We have done some ad-hoc benchmarking on the Pandaboard here at the U of Arizona. We have noticed considerable improvement on some of our ad-hoc benchmarks running scientific apps if we load the file system using a SATA to USB file system mounting. Have you tried this in any of your benchmarks at phoronix?
We have done a lot of benchmarks that are more HPC-centric than the Phoronix suite; HPC Challenge and HPEC Challenge mostly... see http://meegs.mit.edu/HPEC11.pdf for some results...
This is pretty intriguing. We have ported and tested most of the scientific apps associated with the SC Student Cluster Competition, and we are using primarily an NFS mounted filesystem with netbooting across OTG (that paper should be at the CHiMIT site somewhere). I will see if I can recreate your setup and see if it gives us a performance bump.
Is the compiler only using the ARM cores?
Some of the numbers don't make any sense. For example, the OMAP4460 has hardware H.264 capable of 1080/30P. The GPU doesn't seem to be being used on the graphics routines. The NEON or VSP doesn't appear to be being used on some of the routines involving floating point.
Haven't looked at the sources yet...
but the performance would lead me to believe NEON is in use... these are extraordinarily good numbers...
I just reran the suite ... the biggest change is that I used the latest benchmarks... PTS 3.8 .... most of the individual tests had the same version numbers as the previous PTS test so I will look at that as well... I am still segfaulting on 4 of the tests (hence the lack of data on the graphic-centric tests)...
I will try this one more time with gcc 4.7 and then I think we will have squeezed as much performance out of the ES as we can... I preset my clock with "cpufreq-set -g performance" ... not sure if it stayed there; I had a lot of omap overheating warnings during the ogg encode before it crashed....
That's the odd thing
Some of the performance needs NEON running to get those numbers, but other ones, it doesn't seem to be running. It just seemed odd that some of the things were better than others that should have been close. I'll have to go back over the article to pick up on which items. I'm busy tonight, but I think I can get at it tomorrow.
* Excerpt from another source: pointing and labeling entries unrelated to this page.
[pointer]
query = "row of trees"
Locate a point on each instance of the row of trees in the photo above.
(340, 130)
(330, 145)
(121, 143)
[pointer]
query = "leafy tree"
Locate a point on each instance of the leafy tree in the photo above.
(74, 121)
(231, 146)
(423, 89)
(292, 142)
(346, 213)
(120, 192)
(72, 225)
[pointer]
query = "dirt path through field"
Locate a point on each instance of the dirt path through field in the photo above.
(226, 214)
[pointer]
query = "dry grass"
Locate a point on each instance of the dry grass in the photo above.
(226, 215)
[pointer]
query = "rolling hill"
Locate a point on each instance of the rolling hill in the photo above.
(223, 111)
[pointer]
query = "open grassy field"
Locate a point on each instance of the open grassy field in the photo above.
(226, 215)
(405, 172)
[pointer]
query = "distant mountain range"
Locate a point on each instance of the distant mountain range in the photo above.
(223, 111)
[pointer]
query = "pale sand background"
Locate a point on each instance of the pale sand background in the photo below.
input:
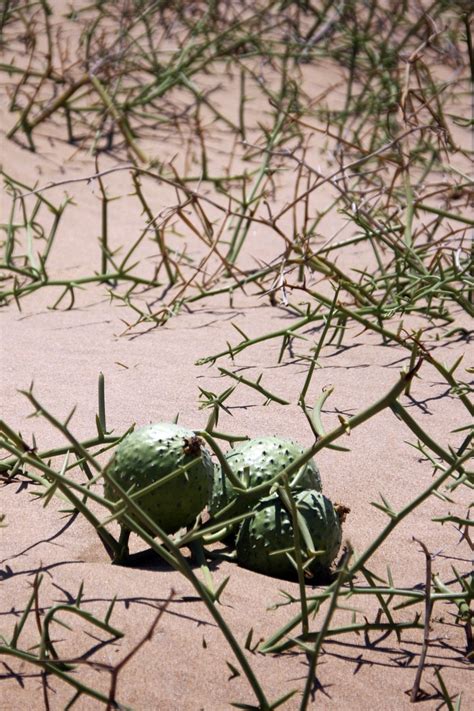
(63, 352)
It looks some externals have to be loaded into Linux to get the GPU to work. I found some PowerVR SDK stuff for the OMAP4 on
(you have to sign-up for it)
I haven't tried either, yet. I don't have my Pandaboard es (s) yet. I have some VAR-SOM-OM44 but have only played with them and not compiled anything for them. They have the 1.5 GHz OMAP4460. It'll be interesting to see if the benchmarks increase by 25% (1.5/1.2) since the the GPU does not increase (that I know of).
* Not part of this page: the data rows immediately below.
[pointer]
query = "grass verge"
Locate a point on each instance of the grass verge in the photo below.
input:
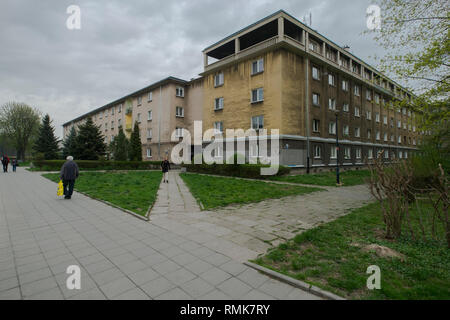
(216, 192)
(134, 191)
(348, 178)
(331, 257)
On that neon lib, looks like some of its code sacrifices accuracy (like in the floorf example mentioned there). That may make it produce wrong results in apps that care about accuracy, ie all not already compiling with -ffast-math.
I haven't had a chance to go through the code. What caught my eye was the author's statement that the GCC compiler didn't fully implement NEON. I think that the ratios of the SciMark Composite times to the Jacobi times between the compilers should be closer to the same. Re looking at them, they aren't that far off old/new ~65% vs ~60%.
I thought that you had used the older compiler on the Dec OMAP4 vs Intel data, but the SciMark Composite is the same as the 12.04 1/26 number
Yup... time to take a deep look at how these codes are implemented...
Every time I recompile I get a 10% performance bump on most benches...
My EA3, with it's 4430, beats or ties the best ES score (allegedly unoptimized) on 7 of 26 benchies and it is really close on another 5 or so..
Items of concern; the standard deviations are quite large; I will see if I have anything running on the Panda that may explain the cycle stealing between runs... some codes don't use both cores, and while OpenMPI was a dependency during the install it wasn't called on many codes. Also, I installed omap4-extras that is a binary blob provided by ImgTec to unlock some functionality of the SGX540 but I don't think I am getting any math performance from it. ARM Cortex -A9 is fully IEEE-754 compliant but NEON, PVR, and Ducati aren't so even if we can unlock some performance there, it may provide accuracy problems for us.
Couldn't install SciMark for some reason, but we wouldn't have won that competition running at 1 Ghz, I shouldn't think... will try this once more before Precise ships in a week or so; (there are indications these will run even faster as a diskless node; lack of swap may be in play there). Sigh, looks like I have my summer project defined for me...
OMAP4 vs. Tegra 3
Dual core vs. Quad core... it is interesting to see what the Panda excels at...
Note that I segfaulted on 15 of the codes, mostly the GPU-centric ones... maybe we need a few more ifdefs in there. We will probably hold off further testing until we get our arms around this (and anyway, Ubuntu Precise "ships" on April 24th, so we may go back and try to do a headless install with that revision).
Hm, wasn't vpxenc multithreaded? Or is the test using it with a single thread only?